Cluster Attempt #2


This project concluded months ago, and this is more a postmortem than a formal writeup. Future projects will be written up more properly.

For my second cluster, I tried something much more sane: 4 ThinkCentre M715q Tiny mini PCs. Having four functional, decently-specced computers helps immensely, and it worked out of the box aside from Ryzen C-state freezes with Linux. I also added my media server and my workstation to the cluster to provide more types of hardware I would have to learn to orchestrate for.

There’s significantly less to say about this project compared to the ongoing headache of my first cluster attempt. I handled bootstrapping via Kubespray, got in the weeds learning to use kubectl, writing manifests, breaking and un-breaking services, Helm templating, Rancher, Longhorn (Longhorn is VERY cool btw), the whole nine yards.

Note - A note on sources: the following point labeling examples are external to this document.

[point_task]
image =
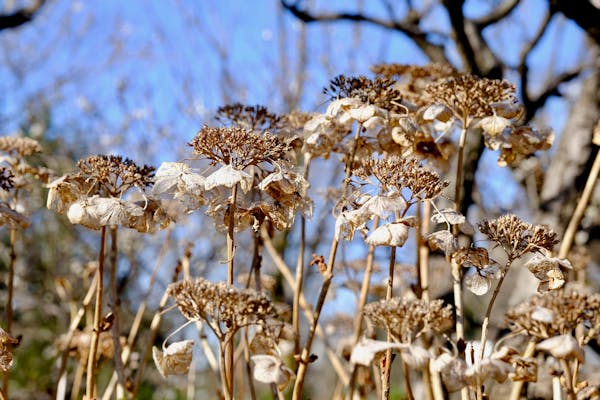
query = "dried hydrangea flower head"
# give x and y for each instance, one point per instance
(6, 179)
(468, 96)
(379, 92)
(406, 319)
(238, 147)
(396, 173)
(413, 79)
(556, 313)
(517, 237)
(19, 146)
(112, 176)
(254, 118)
(219, 304)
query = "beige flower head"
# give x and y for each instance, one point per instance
(220, 304)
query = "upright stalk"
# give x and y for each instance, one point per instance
(90, 388)
(327, 278)
(362, 301)
(230, 233)
(115, 300)
(9, 299)
(299, 271)
(387, 368)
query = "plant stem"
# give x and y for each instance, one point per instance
(116, 328)
(90, 388)
(515, 393)
(387, 369)
(327, 278)
(362, 301)
(9, 300)
(567, 241)
(230, 233)
(486, 322)
(300, 270)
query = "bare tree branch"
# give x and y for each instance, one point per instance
(496, 15)
(433, 51)
(21, 16)
(583, 13)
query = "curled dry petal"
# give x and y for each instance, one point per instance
(444, 241)
(562, 347)
(366, 349)
(229, 176)
(390, 234)
(270, 369)
(448, 215)
(175, 359)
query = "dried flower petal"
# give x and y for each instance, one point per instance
(562, 347)
(390, 234)
(270, 369)
(366, 349)
(175, 359)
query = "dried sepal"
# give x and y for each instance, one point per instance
(175, 359)
(271, 369)
(448, 216)
(390, 234)
(96, 212)
(366, 349)
(562, 347)
(228, 176)
(452, 370)
(547, 270)
(444, 241)
(177, 179)
(12, 218)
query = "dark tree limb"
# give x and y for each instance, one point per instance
(433, 51)
(21, 16)
(500, 12)
(583, 13)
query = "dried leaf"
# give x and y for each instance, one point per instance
(175, 359)
(366, 349)
(390, 234)
(270, 369)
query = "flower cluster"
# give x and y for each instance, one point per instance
(220, 304)
(406, 319)
(556, 313)
(94, 196)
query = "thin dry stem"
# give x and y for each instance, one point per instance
(9, 299)
(362, 300)
(116, 328)
(91, 367)
(387, 369)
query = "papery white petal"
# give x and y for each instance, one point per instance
(176, 358)
(366, 349)
(270, 369)
(228, 176)
(390, 234)
(476, 283)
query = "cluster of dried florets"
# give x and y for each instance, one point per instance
(15, 175)
(95, 196)
(219, 304)
(556, 313)
(6, 343)
(238, 147)
(468, 96)
(517, 237)
(254, 118)
(407, 318)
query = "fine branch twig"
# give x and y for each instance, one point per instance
(90, 387)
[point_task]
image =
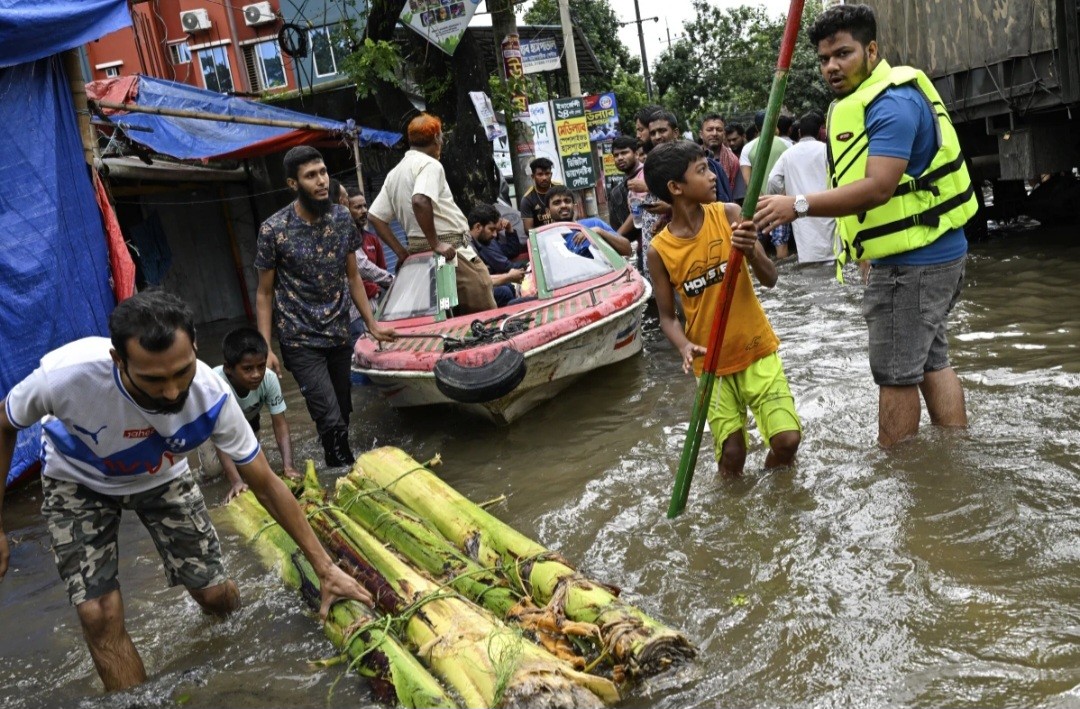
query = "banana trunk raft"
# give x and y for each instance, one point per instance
(468, 611)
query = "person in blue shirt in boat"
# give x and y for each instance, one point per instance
(483, 227)
(561, 205)
(245, 351)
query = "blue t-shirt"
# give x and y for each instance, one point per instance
(901, 124)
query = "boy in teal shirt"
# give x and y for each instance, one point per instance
(244, 351)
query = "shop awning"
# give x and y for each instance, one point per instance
(180, 121)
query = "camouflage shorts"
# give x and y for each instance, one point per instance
(84, 523)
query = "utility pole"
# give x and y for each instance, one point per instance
(571, 69)
(504, 24)
(645, 61)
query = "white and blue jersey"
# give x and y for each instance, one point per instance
(95, 435)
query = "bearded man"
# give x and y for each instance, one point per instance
(307, 263)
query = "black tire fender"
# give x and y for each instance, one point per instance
(476, 385)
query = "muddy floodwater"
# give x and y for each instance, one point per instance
(945, 573)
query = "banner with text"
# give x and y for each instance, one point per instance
(440, 22)
(540, 54)
(543, 138)
(602, 114)
(572, 133)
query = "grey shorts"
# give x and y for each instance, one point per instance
(84, 523)
(906, 310)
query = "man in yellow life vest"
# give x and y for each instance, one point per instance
(901, 194)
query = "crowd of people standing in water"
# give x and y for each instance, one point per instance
(120, 413)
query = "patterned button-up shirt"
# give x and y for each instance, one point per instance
(311, 293)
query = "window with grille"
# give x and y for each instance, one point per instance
(217, 74)
(323, 52)
(179, 53)
(265, 66)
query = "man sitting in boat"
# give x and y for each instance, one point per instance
(561, 204)
(483, 226)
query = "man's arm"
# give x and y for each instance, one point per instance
(264, 309)
(423, 210)
(360, 298)
(665, 308)
(387, 236)
(875, 189)
(274, 496)
(8, 436)
(372, 272)
(284, 443)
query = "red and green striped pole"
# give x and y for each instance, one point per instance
(707, 379)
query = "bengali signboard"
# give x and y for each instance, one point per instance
(571, 131)
(543, 138)
(602, 114)
(440, 22)
(540, 54)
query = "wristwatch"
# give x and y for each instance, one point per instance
(801, 205)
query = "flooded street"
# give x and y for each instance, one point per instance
(943, 573)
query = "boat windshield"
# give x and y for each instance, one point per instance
(565, 263)
(413, 293)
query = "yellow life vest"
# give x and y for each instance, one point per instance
(922, 208)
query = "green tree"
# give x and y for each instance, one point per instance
(620, 70)
(726, 59)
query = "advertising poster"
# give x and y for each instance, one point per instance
(513, 69)
(486, 115)
(571, 132)
(602, 114)
(540, 54)
(440, 22)
(543, 138)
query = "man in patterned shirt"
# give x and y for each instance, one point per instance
(307, 263)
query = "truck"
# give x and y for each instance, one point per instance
(1009, 74)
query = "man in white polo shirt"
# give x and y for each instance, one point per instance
(118, 419)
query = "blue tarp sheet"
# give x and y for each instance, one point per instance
(34, 29)
(54, 269)
(190, 138)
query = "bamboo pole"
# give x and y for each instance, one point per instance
(644, 646)
(395, 674)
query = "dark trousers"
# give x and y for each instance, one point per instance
(323, 375)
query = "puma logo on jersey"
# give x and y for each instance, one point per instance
(85, 432)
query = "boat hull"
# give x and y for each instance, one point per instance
(550, 368)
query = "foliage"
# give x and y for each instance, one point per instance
(726, 59)
(372, 62)
(620, 70)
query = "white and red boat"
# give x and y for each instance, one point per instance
(586, 313)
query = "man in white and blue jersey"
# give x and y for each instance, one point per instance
(118, 419)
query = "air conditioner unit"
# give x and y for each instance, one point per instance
(194, 21)
(259, 13)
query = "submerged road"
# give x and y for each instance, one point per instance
(944, 573)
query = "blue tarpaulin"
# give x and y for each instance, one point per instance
(54, 271)
(192, 138)
(34, 29)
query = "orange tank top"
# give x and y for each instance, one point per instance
(696, 267)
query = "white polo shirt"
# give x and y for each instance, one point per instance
(95, 435)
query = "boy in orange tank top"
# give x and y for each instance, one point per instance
(689, 258)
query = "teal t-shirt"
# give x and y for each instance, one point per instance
(268, 393)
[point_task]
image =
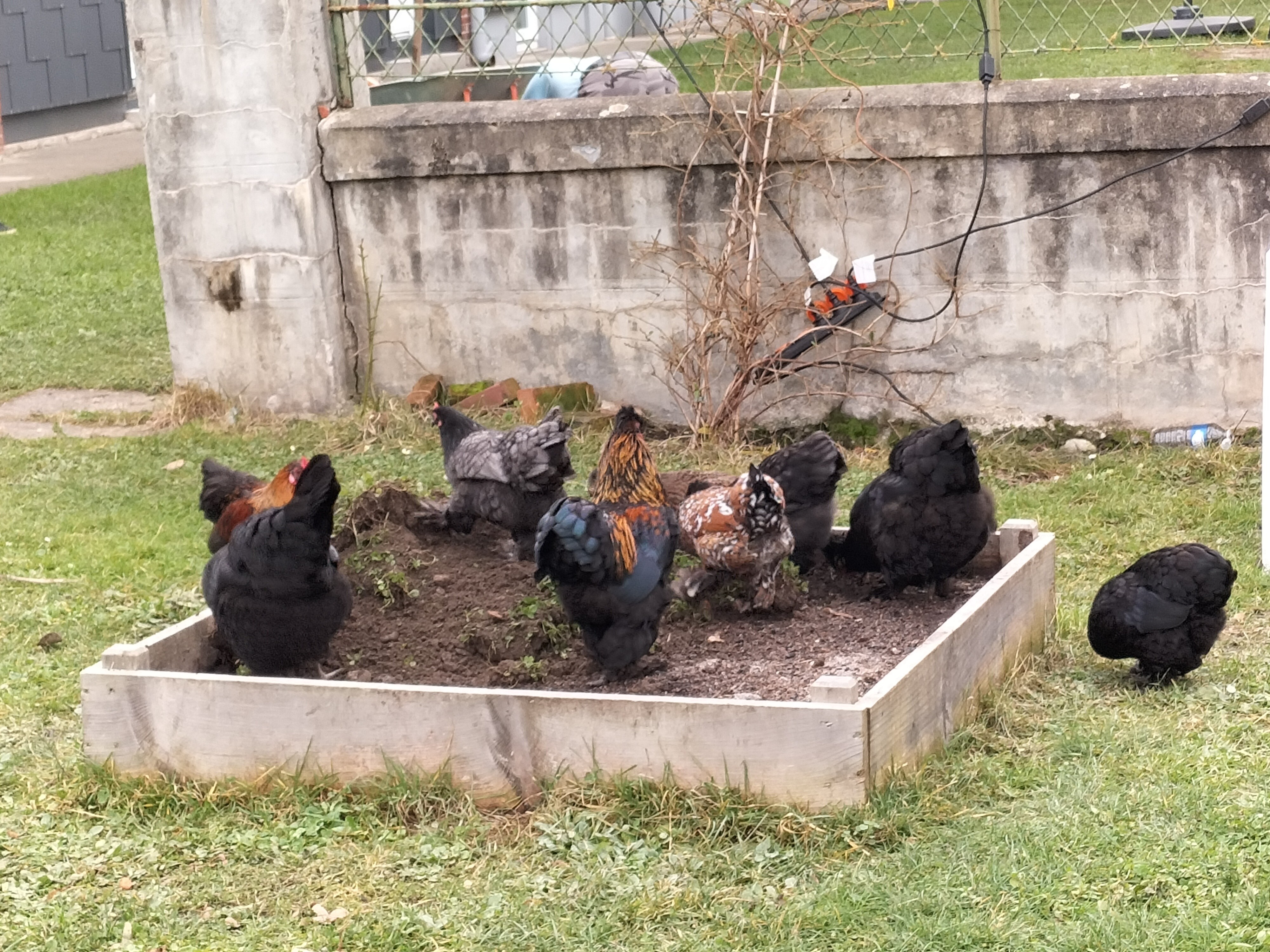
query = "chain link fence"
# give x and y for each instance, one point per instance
(472, 50)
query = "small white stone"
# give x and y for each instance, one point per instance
(1079, 446)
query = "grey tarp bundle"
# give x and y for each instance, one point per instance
(627, 76)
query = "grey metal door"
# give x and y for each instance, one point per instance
(62, 53)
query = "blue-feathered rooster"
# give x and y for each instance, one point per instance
(610, 557)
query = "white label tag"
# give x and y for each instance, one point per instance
(824, 266)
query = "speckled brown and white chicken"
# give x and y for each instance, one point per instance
(740, 530)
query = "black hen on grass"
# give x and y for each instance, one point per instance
(925, 519)
(1166, 611)
(275, 590)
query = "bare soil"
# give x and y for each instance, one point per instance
(439, 609)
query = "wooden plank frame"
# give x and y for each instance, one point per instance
(148, 709)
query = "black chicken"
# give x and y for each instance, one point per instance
(275, 590)
(510, 479)
(925, 517)
(610, 558)
(1166, 610)
(808, 473)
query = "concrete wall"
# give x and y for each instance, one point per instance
(509, 239)
(231, 93)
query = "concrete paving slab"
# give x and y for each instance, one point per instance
(17, 416)
(72, 157)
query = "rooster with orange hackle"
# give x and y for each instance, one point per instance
(232, 497)
(610, 557)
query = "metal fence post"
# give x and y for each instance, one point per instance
(993, 12)
(344, 76)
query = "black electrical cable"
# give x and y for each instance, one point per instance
(675, 53)
(1258, 110)
(987, 73)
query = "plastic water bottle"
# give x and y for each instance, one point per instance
(1200, 436)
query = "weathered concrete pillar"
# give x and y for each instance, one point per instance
(243, 216)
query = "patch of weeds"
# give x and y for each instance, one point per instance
(531, 668)
(377, 571)
(850, 431)
(794, 577)
(543, 611)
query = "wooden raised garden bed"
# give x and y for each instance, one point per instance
(149, 708)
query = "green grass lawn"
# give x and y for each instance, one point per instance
(81, 303)
(1076, 814)
(934, 43)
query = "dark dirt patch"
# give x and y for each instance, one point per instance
(439, 609)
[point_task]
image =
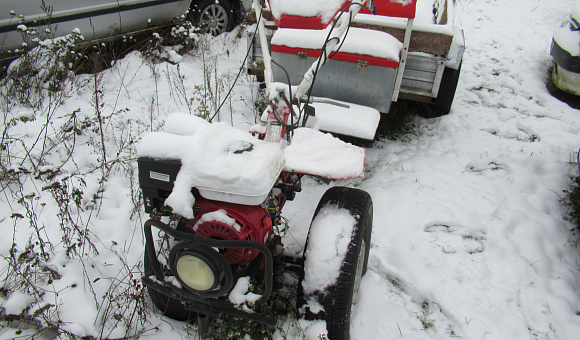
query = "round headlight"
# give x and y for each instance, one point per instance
(195, 272)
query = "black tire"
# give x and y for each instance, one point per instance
(169, 307)
(212, 16)
(442, 104)
(337, 299)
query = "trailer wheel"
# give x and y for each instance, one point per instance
(169, 307)
(442, 104)
(212, 16)
(338, 298)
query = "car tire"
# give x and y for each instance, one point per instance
(212, 16)
(442, 104)
(169, 307)
(338, 298)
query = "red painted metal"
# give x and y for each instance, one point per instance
(253, 221)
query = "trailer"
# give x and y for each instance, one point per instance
(429, 61)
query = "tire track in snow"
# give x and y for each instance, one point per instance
(467, 216)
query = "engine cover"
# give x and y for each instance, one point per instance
(225, 221)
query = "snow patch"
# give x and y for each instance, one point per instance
(326, 9)
(211, 161)
(321, 154)
(358, 41)
(240, 295)
(219, 216)
(328, 241)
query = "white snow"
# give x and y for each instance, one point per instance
(240, 294)
(219, 216)
(358, 41)
(469, 237)
(326, 9)
(356, 120)
(330, 235)
(317, 153)
(216, 158)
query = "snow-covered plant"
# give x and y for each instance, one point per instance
(45, 72)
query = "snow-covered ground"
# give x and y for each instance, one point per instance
(469, 239)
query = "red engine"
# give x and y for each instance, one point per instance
(225, 221)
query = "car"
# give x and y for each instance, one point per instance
(565, 52)
(24, 22)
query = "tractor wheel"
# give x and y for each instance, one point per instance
(212, 16)
(442, 104)
(337, 299)
(169, 307)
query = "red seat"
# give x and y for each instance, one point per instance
(383, 52)
(318, 14)
(311, 14)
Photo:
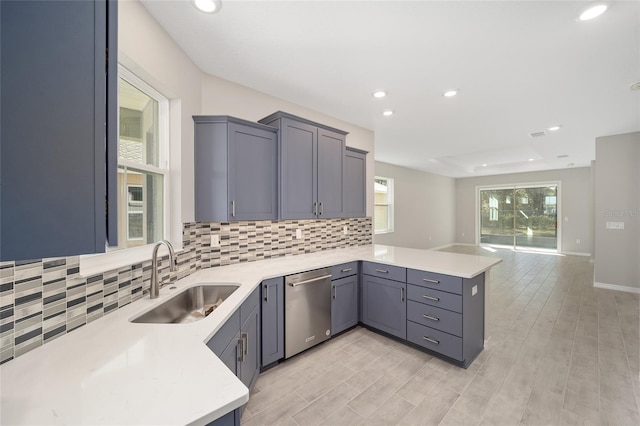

Kubernetes has a wonderful ecosystem and I truly do miss using it, but I will not be using it to run my homelab again unless the hardware makeup of my lab changes significantly. If you have experience with Kubernetes, you can probably intuit the reasons why I transitioned away from it, but for the sake of documentation I will elaborate:

  • High-availability is a liability in a small, unstable environment. In theory, the goal of high-availability is that if one host goes down, the others can compensate for it until it’s back. However, this is only true for stable environments. Having a fallback control plane is only useful until someone plugs in a hair dryer, tripping the breaker and knocking the entire cluster out in one fell swoop. Self-healing is cool until you realize that your CNI is misconfigured in a specific way where the cluster tries to re-establish connections so aggressively that they keep downing each other’s interfaces (behavior I did not even know was possible unti I experienced it firsthand).
  • CNIs are cool for an actual production setup, but not terribly useful at home. There’s so many cool bells and whistles, if you love having levers to pull and buttons to press you will be satisfied forever. However, the amount of setup you need to get a stable setup on anything other than a test cluster you’re running at home is incredibly high. That being said, as a piece of advice: if you’re running Kubernetes at home, spring for Cilium over Calico. From my experience, Calico is easier to set up, but Cilium makes you touch every aspect of your networking from the jump but has a much easier interface to learn.
  • Kubernetes has too much overhead. You need multiple computers (or VMs) to get standard k8s working, you have to deploy controllers, you have to deploy routers, and if the end goal of all of that is a password manager and a media server, the entire exercise will feel like using a chainsaw to cut a piece of paper.

That all being said, it’s a great learning experience. By daily driving your services on k8s, you become forced to engage with its intricacies adn debug things for yourself. It doesn’t replace the need for learning Kubernetes concepts from proper courses, but it gives you practical experience those courses hardly do.

Also (not that it matters), using it feels cool as hell. Fixing services is usually a dance of editing yaml and spamming kubectl commands. I love Linux for numerous reasons, but something about typing out commands at rapid speed feels incredibly good to do. If Linux is the operating system for people who love to type, Kubernetes is the orchestration software for those same peoople.

I do not regret the experience at all even after nuking my cluster, as it was a very valuable learning experience. Not only do you learn a lot about Kubernetes, but you have to learn a lot about networking generally just to keep your cluster operating. It is a headache, you will proably not run it forever (unless you just don’t have a larger computer to run Docker on, for some reason), but it is entirely worth the trials and tribulations.